For now in the analysis the electrostatic repulsion between protons is ignored. Below is a tabulation of the number of interactions of the first two types for a nucleus with n neutrons and p protons.

 Interaction Number n-p spinpair min(n,p) n-n spinpair [n/2] p-p spinpair [p/2] n-p n*p n-n n(n-1)/2 p-p p(p-1)/2

The symbols [n/2] and [p/2] denote the integer parts of n/2 and p/2.

Let the strong force charge of a proton be taken as 1 and that of a neutron denoted as −q. The force between particle of charges q1 and q2 is proportional to q1q2. The potential energy is also proportional to q1q2 and therefore also the binding energy. Then the binding energy associated with the strong force interaction of a neutron and a proton is proportional to 1*q, between two protons is proportional to 1*1 and between two neutrons is proportional to q*q=q².

The equation for the binding energy BE should be

#### BE = c1min(n,p) + c2[n/2] + c3[p/2] + Hq*np − Hq²*n(n-1)/2 − H*p(p-1)/2

where H is a constant that depends upon the parameters of the strong force and the separation distance between nucleons.

## The Regression Results

The regression coefficients obtained by regressing the binding energies of the 2931 nuclides on the above variables are

#### BE = 10.31174·min(n,p) + 13.83460·[n/2] + 4.31001·[p/2] + 0.27804·n*p − 0.19254·n(n-1)/2 − 0.48958·p(p-1)/2 [34.7]   [76.9]   [8.3] [35.9]   [-37.3]   [-40.8]
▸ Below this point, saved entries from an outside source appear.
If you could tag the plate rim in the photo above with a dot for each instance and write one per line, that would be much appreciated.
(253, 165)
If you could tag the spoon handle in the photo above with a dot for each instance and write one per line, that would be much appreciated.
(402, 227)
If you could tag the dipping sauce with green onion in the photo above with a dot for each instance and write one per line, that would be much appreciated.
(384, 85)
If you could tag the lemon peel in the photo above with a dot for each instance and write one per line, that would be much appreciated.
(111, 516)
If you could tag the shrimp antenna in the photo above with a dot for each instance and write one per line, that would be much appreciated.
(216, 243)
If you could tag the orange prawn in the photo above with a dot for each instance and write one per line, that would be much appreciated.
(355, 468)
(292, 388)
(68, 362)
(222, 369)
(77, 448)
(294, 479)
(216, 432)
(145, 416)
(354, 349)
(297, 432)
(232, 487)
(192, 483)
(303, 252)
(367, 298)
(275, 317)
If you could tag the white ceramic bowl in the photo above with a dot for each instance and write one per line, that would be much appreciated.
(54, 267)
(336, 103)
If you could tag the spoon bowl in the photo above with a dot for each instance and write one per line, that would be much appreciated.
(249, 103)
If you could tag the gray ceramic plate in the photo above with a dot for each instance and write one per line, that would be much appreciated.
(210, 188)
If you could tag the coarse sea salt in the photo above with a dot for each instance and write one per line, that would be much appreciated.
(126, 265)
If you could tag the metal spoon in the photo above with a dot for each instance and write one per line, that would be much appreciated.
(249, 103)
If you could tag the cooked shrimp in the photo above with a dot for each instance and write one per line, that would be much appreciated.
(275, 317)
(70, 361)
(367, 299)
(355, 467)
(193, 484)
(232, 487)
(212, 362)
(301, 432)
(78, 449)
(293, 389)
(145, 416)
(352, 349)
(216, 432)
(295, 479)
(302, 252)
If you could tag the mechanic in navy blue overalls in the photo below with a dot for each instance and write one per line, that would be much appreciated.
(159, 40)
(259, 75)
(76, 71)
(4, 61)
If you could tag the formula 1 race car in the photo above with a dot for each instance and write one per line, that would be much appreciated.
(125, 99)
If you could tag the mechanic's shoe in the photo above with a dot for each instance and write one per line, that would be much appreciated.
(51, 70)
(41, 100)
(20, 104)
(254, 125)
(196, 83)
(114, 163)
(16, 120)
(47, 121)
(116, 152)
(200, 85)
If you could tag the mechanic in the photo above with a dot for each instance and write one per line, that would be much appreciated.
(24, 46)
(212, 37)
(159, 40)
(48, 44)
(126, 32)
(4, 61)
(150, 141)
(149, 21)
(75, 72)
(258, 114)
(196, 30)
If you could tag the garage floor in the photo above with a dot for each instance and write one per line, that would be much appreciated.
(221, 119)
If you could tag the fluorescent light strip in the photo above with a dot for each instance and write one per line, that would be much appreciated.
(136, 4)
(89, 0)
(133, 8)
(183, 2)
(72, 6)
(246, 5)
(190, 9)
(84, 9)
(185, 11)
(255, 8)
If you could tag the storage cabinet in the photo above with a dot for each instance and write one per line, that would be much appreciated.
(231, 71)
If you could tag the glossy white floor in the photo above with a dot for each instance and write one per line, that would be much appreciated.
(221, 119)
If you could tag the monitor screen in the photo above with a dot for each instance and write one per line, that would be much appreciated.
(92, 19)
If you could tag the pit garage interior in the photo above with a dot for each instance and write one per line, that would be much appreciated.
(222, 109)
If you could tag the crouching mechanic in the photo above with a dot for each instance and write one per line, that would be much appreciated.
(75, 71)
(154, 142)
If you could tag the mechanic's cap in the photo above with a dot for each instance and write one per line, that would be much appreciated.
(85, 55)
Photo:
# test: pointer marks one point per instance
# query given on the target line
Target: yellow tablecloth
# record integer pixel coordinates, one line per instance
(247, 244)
where the numbers in the brackets below the coefficients is the coefficient's t-ratio, the ratio of the coefficient to its standard deviation. The t-ratio for a coefficient must be two or greater in magnitude for the coefficient to be statistically significantly different from zero at the 95 percent level of confidence. The coefficient of determination (R²) for the regression is 0.999882068.

## Implications of the Results

From the regression equation

#### BE = c1min(n,p) + c2[n/2] + c3[p/2] + Hq*np − Hq²*n(n-1)/2 − H*p(p-1)/2

it is seen that the regression coefficient for n*p should be Hq and that of p(p-1)/2 should be −H. Therefore the ratio of the coefficient of n*p to that of p(p-1)/2 should be −q. The value of that ratio is −0.6925. The coefficient of of n(n-1)/2 should be −Hq² while that for n*p is Hq. Therefore the ratio of the coefficient of n(n-1)/2 to that of n*p should also be −q. That ratio is −0.5679. The ratio of the coefficient of n(n-1)/2, −Hq², to that of p(p-1)/2, −H, should be q². That ratio is 0.393289 and its square root is ±0.62713. Other studies concluded that the value of q is 2/3. These results confirm that estimate.

## The Effect of the Electrostatic Repulsion Between Protons

The electrostatic repulsion of protons would only affect the coefficient for p(p-1)/2. This would give a coefficient that is −(H+Δ) where Δ is some positive amount. Thus the regression equation would be

#### BE = c1min(n,p) + c2[n/2] + c3[p/2] + Hq*np − Hq²*n(n-1)/2 − (H+Δ)*p(p-1)/2

Thus the ratio of the coefficient of n*p to that of p(p-1)/2 would be −Hq/(H+Δ) and thus smaller in magnitude than −q. Likewise the ratio of the coefficient of n(n-1)/2 to that of p(p-1)/2 would be Hq²/(H+Δ) and thus smaller than q². The regression results are consistent with these deductions.

## Conclusions

The nucleonic (strong force) charge of the neutron is opposite in sign to that of a proton and two thirds of its magnitude.